Wednesday 28 January 2015

Tax-free... apart from all the tax he paid.

Emailed in by MBK, The Guardian at its self-righteous best:

Peter Mandelson received £400,000 tax-free in cash last year from a company he owns, accounts filed recently at Companies House reveal.

The company, of which he is the sole shareholder, gave the former secretary of state a loan for that amount in the financial year 2013/14 – a move described by a leading tax campaigner as likely to have been motivated by tax avoidance.

Salary payments or dividends from a small business are liable for tax under UK rules, but in the case of a loan to a director – provided a certain minimum rate of interest specified by HMRC is charged – the borrowing is not liable for tax. The official interest rate that applied at the time was 3.25%...

Richard Murphy, a chartered accountant and director of Tax Research UK, said Mandelson’s use of loans raised questions.

“How to extract cash from small companies whilst paying as little tax as possible on the way is a massive part of the UK tax avoidance industry,” he said, “Directors taking loans from companies they own is one way in which this is done, which has been widely condemned in the past when done by footballers and others.


Stuff and nonsense, and the Murphmeister really should know better.

Taking Mandy and his personal company together, he has to pay about £225,000 tax in total to end up with that magic "tax free" figure of £400,000.

It is because of a crude but effective anti-avoidance rule that says if a company 'lends' a shareholder £1, it must pay 25p quasi-advance corporation tax (known as Section 455 tax) just as if it had paid a dividend in the good old days when we had advance corporation tax i.e. withholding tax on dividends.

(This rule does not apply to loans to employees who are not shareholders, i.e. from a football club to a player, there are different anti-avoidance provisions for that).

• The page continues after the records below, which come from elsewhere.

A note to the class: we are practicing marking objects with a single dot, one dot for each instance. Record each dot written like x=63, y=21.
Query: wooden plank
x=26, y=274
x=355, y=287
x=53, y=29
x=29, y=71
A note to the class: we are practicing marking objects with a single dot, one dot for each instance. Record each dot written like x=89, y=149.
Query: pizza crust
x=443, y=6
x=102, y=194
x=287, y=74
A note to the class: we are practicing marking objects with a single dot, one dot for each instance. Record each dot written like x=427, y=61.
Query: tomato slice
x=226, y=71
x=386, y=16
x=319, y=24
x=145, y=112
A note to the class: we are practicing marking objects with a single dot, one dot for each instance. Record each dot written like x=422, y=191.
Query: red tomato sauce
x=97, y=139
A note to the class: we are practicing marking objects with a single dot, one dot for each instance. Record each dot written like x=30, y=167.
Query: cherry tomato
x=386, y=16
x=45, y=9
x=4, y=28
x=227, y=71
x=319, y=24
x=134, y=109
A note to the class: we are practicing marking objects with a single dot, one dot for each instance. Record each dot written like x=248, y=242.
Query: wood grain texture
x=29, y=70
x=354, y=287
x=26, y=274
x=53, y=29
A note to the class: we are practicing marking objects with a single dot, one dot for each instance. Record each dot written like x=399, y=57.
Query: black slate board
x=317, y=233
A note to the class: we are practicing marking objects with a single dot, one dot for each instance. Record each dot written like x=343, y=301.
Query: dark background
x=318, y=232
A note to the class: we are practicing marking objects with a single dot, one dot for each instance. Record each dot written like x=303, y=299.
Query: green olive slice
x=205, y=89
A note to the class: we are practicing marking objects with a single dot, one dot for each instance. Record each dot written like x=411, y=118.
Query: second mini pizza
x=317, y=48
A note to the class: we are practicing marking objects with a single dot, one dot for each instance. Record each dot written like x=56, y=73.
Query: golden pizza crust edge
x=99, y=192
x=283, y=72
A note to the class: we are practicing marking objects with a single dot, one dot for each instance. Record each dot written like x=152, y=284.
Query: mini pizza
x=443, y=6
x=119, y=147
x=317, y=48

The company can only make the loan and pay the Section 455 tax out of post-corporation tax profits, so it collects £625,000 in bribes and bungs fees for services rendered, pays 20% corporation tax, leaving £500,000. £100,000 goes towards the Section 455 tax and £400,000 is lent to our hero.

Now, the overall rate Mandy pays is 'only' 36%, compared to normal employment income (basic rate overall 40.2%, going up to 53.4% for additional rate taxpayers, which is what Mandy would be), but hey.

6 comments:

L fairfax said...

Mandy is still saving money whilst being a member of party that is anti this type of thing.
Not that I have any objections to tax avoidance - I try to do it myself. It is the hypocriscy I dislike.

Kj said...

So when/how is the section 455 tax reversed?

Mark Wadsworth said...

LH, that's a separate topic. I was talking about the twattishness of The G and Mr M making wild and untrue statements about how the tax system works.

Kj, if the loan is repaid, the company gets the s455 tax back.

Or the loan can be cancelled and turned into a dividend

So the company gets £100k tax back and the borrower has to pay income tax on the dividend.

Before we had the stupid 45% rate, the borrower had to pay 25% of the dividend received, so on £400k loan/dividend he pays £100k income tax.

So the government didn't care less whether the loans were repaid or not, it made no difference.

Kj said...

MW: thanks. Sensible and simple solution. A similar rule is currently being debated here as well.

L fairfax said...

True it is bad that Richard Murphy says things that are untrue.
This is a good story for people who don't like the Guardian or Labour. The Guardian prints untruths and a senior Labour politician is a hypocrite

DavidECooper said...

Nothing Richard Murphy said was incorrect. Most of the nonsense is confined to the introductory paragraph, where it describes the loan as "tax free" (as opposed to "tax efficient", which it is).

Basic problem is sloppy journalism. I love the Graun, but sometimes its not too strong on basic arithmetic.